Voor grote groeps- en zelfverzekerde plannen is de vereiste dat het plan een minimumwaarde biedt, die wordt gedefinieerd als het dekken van ten minste 60% van de kosten voor een standaardpopulatie (als een werkgever met 50+ werknemers een plan aanbiedt dat niet voorziet in minimumwaarde, riskeren ze een financiële sanctie onder het werkgeversmandaat). Er is een minimumwaardecalculator die vergelijkbaar is met de actuariële waardecalculator die wordt gebruikt voor individuele en kleine groepsplannen, maar de calculators hebben een aantal belangrijke verschillen.
Plannen voor grote groepen en eigen verzekeringen hoeven niet te voldoen aan de metaalniveaucategorieën die van toepassing zijn op de individuele en kleine groepsmarkt, dus er kan meer variatie zijn van het ene plan naar het andere in de markt voor grote groepen en eigen verzekerden. Die plannen moeten ten minste 60% van de gemiddelde kosten van een standaardpopulatie dekken, maar ze kunnen elk percentage van de kosten boven dat niveau dekken, zonder dat ze hun baten hoeven af te stemmen op eng gedefinieerde marges.
Plannen met dezelfde actuariële waarde hebben meestal verschillende planontwerpen
Met de actuariële waardecalculator kunnen verzekeraars unieke plannen ontwerpen die allemaal binnen hetzelfde bereik van actuariële waarden vallen. Dit is de reden waarom je 10 verschillende zilveren plannen kunt bekijken en 10 heel verschillende planontwerpen kunt zien, met een breed scala aan eigen risico's, copays en co-assurantie.
De zorgverzekeringsbeurs van Californië vereist dat alle plannen voor individuele en kleine groepen worden gestandaardiseerd, wat betekent dat binnen een bepaald metaalniveau alle beschikbare plannen vrijwel identiek zijn in termen van voordelen van het ene plan naar het andere, hoewel ze allemaal verschillende providernetwerken hebben . Er zijn verschillende andere staten die een aantal gestandaardiseerde plannen vereisen, maar ook niet-gestandaardiseerde plannen toestaan.
Maar planstandaardisatie is niet hetzelfde als actuariële waarde.

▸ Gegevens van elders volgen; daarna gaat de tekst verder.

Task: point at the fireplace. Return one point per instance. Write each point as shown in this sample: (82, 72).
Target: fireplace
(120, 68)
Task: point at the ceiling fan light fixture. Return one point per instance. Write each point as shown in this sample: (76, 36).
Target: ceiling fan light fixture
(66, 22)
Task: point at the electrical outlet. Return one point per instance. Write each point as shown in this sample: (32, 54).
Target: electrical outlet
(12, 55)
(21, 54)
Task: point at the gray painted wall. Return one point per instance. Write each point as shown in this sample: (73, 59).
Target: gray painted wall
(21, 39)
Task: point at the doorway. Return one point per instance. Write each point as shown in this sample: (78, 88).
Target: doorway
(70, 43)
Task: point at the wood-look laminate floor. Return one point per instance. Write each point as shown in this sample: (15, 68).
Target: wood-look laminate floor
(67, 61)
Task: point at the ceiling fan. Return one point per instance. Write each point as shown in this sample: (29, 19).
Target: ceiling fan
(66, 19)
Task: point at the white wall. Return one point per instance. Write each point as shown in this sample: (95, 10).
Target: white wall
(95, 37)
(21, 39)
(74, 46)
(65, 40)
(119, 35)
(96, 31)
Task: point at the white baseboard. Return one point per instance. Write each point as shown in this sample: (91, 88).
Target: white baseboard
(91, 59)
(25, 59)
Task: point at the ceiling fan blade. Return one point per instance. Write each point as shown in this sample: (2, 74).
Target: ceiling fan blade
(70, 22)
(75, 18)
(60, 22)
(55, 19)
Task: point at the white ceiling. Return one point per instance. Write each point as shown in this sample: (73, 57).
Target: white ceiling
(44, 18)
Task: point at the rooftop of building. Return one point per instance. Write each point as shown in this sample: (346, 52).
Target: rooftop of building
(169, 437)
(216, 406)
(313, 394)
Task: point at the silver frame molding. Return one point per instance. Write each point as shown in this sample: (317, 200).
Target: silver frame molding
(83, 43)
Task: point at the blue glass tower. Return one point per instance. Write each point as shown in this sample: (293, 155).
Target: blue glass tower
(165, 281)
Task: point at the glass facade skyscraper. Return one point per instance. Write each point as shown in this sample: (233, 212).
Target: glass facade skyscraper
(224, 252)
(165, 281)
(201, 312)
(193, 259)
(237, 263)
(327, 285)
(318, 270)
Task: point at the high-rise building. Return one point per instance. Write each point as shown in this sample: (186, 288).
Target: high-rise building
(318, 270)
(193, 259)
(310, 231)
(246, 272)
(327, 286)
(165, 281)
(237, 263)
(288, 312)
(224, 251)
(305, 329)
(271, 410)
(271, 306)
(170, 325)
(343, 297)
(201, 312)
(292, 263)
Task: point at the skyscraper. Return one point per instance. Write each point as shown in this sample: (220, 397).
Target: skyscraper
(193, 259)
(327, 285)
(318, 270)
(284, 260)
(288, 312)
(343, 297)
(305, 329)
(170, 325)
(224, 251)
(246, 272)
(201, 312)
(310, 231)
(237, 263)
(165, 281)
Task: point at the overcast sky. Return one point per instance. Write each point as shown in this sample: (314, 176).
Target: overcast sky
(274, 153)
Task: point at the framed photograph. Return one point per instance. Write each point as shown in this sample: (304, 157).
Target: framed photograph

Als een staat of beurs vereist dat plannen worden gestandaardiseerd, zullen alle beschikbare plannen exact dezelfde voordelen hebben voor alle maatstaven die voor standaardisatie worden gebruikt (eigen risico, copays, co-assurantie, eigen maximum, enz.). Dit is in tegenstelling tot actuariële waardevereisten, die aanzienlijke variatie mogelijk maken in termen van planontwerp en vergoedingen, zelfs voor plannen met dezelfde actuariële waarde.
De variatie tussen plannen op hetzelfde metaalniveau kan zelfs gebeuren wanneer de plannen exact dezelfde actuariële waarde hebben (d.w.z. twee plannen met verschillende vergoedingsontwerpen kunnen beide een actuariële waarde hebben van precies 80%). Maar het de minimis-bereik dat op elk metaalniveau is toegestaan - en de uitbreiding van het bereik vanaf 2018 - vergroot de toegestane variatie binnen een enkel metaalniveau nog meer. Een plan met een actuariële waarde van 56% is een bronzen plan, evenals een plan met een actuariële waarde van 65%. Het is duidelijk dat die twee plannen heel verschillende uitkeringsontwerpen hebben, maar ze worden beide beschouwd als bronzen plannen.